It’s a two meme day. That’s a good thing. It may be a couple days late, but it is Valentine’s week, so this goes out to all the lovers out there…
1. Attraction, Gone – Any real BRO knows that even the dime of all dime pieces can throw on a set of gear and instantly transform into a BRO with long hair and a short build. Like, there are definitely a lot of weird dudes that see a girl in kevlar pants and a long sleeve jersey and get turned on, but I imagine those BROs are the same people who jerk off to Asian fart porn and shit like that. That’s just the way it is. Throw in all the purple and glitter you want, girls, but until Victoria’s Secret comes out with a line of moto gear for girls who desire sex appeal in lieu of protection, your boob-compensating chest protector is about as sexy as it gets. Then you are off to bed and its all you can picture. So you are not getting laid tonight.
2. She might eat shit – When one of your BROs bites it, you can pretty easily feign compassion because BROs do not expect much; pretty much just load his bike and throw him the horns as the ambulance pulls away and you have done your duty. But this is your girl, the person you pretend to care about more than anyone. There is going to be crying, that’s just a fact. And you are not getting laid tonight. Another fact.

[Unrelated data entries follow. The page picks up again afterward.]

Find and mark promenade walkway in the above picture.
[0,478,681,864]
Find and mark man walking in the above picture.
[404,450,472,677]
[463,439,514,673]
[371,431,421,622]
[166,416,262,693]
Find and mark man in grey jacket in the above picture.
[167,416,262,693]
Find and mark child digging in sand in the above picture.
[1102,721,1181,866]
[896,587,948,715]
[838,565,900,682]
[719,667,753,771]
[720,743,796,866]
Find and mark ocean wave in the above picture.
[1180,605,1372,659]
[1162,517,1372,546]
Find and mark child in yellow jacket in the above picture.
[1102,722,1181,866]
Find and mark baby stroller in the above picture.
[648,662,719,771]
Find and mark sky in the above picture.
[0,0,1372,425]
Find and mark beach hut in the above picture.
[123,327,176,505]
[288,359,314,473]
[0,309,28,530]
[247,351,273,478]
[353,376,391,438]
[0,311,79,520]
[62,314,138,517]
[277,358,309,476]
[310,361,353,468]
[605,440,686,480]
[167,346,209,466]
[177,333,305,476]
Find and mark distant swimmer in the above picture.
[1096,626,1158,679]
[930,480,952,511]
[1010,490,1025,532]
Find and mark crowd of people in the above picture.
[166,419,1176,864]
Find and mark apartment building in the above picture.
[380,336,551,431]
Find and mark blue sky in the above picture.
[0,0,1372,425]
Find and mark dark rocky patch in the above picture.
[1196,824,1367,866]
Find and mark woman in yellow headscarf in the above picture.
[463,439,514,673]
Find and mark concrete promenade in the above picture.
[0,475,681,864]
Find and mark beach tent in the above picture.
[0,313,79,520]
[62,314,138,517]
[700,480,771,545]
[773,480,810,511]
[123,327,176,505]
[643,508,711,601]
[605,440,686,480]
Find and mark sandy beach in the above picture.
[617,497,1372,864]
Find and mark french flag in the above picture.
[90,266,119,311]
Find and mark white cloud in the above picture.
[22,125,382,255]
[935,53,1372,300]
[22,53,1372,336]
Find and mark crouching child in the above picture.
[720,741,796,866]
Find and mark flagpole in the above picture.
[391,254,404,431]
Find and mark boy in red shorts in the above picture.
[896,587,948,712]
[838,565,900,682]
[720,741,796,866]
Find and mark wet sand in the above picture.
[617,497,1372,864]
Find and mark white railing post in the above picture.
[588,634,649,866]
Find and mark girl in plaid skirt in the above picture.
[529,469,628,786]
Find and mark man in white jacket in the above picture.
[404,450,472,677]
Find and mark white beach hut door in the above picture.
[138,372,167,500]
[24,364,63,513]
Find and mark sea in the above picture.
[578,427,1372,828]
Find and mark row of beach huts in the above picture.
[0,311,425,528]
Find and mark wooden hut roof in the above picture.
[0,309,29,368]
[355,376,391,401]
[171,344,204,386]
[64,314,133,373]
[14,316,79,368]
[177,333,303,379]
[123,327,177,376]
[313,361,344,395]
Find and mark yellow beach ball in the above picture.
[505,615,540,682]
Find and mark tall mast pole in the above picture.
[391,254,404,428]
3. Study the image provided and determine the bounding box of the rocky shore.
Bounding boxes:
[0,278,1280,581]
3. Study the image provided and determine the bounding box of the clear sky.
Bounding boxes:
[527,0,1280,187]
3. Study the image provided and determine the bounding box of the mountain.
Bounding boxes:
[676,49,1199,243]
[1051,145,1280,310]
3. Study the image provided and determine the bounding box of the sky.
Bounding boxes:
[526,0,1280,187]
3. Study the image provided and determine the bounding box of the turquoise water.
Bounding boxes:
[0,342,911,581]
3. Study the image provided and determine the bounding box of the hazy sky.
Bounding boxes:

3. Have to tell her how good she is – If your woman is good, then fine. No need to lie then. Women can smell that from a mile away. Unfortunately, unless your girl races pro, she probably is not good. That means that when she gets off the track, you have to somehow muster up some enthusiasm when she starts talking about how she half cleared the table top outback and may have even thrown a 5 degree bar tweak in there. But unless you are the next Clooney, she is going to smell your bullshit immediately. And you are not getting laid tonight.
4. Why even bother doing whips or going fast? - I have said it a million times, but I feel it bears repeating now: virtually every accomplishment in a man’s life can be attributed to the pursuit of getting pussy. Girls want the alpha male, so men want to be the alpha male. Moto sluts dig nice whips and dragged handlebars, so we will give it to them. But you brought your chick, BRO. Best case scenario, you lay down a hot whip, one of those girls on the fence looks your way, and you have a solid 2-3 hours of arguing with your woman that you were just feeling it on that jump, that’s all. And you are not getting laid tonight.
5. She might be faster than you – Honestly, I have no idea how any man could deal with this. I mean, I am not even here to say that girls generally suck at riding, but if your woman is better than you, I just do not understand how you can live with yourself and that relationship. Could there be a more emasculating quality in a woman? You would have to start timing your motos around hers so you are never on the track at the same time, a real nuisance in and of itself. Then it starts to transfer over into other parts of your life; before you know it, you are bent over the bed while she lubes up the strap-on. You are getting laid tonight. Ouch.